Your chunks are clean and well-cut. Now they have to become vectors, and the model that does that conversion — the embedding model — is the lens through which your entire system sees meaning. Pick a good lens and "cancel my subscription" finds the chunk about ending your plan even though they share no words. Pick a poor one and the same query drifts to whatever happens to use the word "cancel." The embedding model quietly sets the ceiling on retrieval quality, and most teams choose it the worst possible way: by copying whatever was at the top of a leaderboard the week they started.
This chapter is about choosing deliberately, proving the choice on your own data, and — the part nobody writes about — surviving the day you have to switch models without taking the system down. That last part will matter to you eventually, and you will be very glad to have read it before it does.

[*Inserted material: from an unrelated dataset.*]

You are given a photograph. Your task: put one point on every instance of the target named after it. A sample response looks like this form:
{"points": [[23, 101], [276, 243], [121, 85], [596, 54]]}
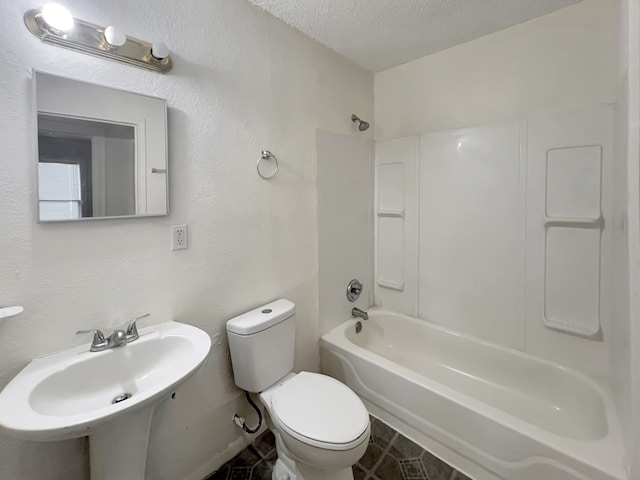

Embedding models vary along a handful of axes that matter far more than a single benchmark number. Knowing them turns "which model is best?" — an unanswerable question — into "which model fits my constraints?", which you can actually decide.
Here is the order I'd actually weigh these in for a typical project, and the reasoning behind it.
| Priority | Criterion | Why it ranks here |
|---|---|---|
| 1 | Domain & language fit | A model that understands your domain's words beats a higher-ranked general model every time. This is the axis that moves retrieval quality most. |
| 2 | Hosting & privacy | If your data can't leave your network, half the options vanish regardless of score. Decide this early; it eliminates whole branches. |
| 3 | Cost at your volume | Embedding fifty million chunks, then re-embedding on every change, adds up. API per-token pricing vs the fixed cost of self-hosting flips depending on scale. |
| 4 | Dimension | Affects storage and search speed. Higher isn't better past a point; it's just more expensive. Pick the smallest that holds your quality. |
| 5 | Leaderboard score | A useful tiebreaker and a sanity check — not a decision. Benchmarks measure performance on their data, not yours. |
My take. The MTEB leaderboard is genuinely useful for one thing: ruling out models that are simply weak. A model in the bottom third is probably not worth your time. But among the top, say, fifteen, the leaderboard ranking tells you almost nothing about how a model will do on your contracts, your tickets, your code. The rank differences up there are smaller than the noise introduced by your own domain. Use the leaderboard to make a shortlist, then ignore it and measure.
You do not need a research-grade benchmark to choose a model. You need fifty real questions from your domain, each paired with the chunk that actually answers it, and a loop that measures how often each candidate model retrieves that chunk. Here is the whole thing.
# pip install sentence-transformers numpy
import numpy as np
from sentence_transformers import SentenceTransformer
# Your domain eval set: (question, id of the chunk that answers it)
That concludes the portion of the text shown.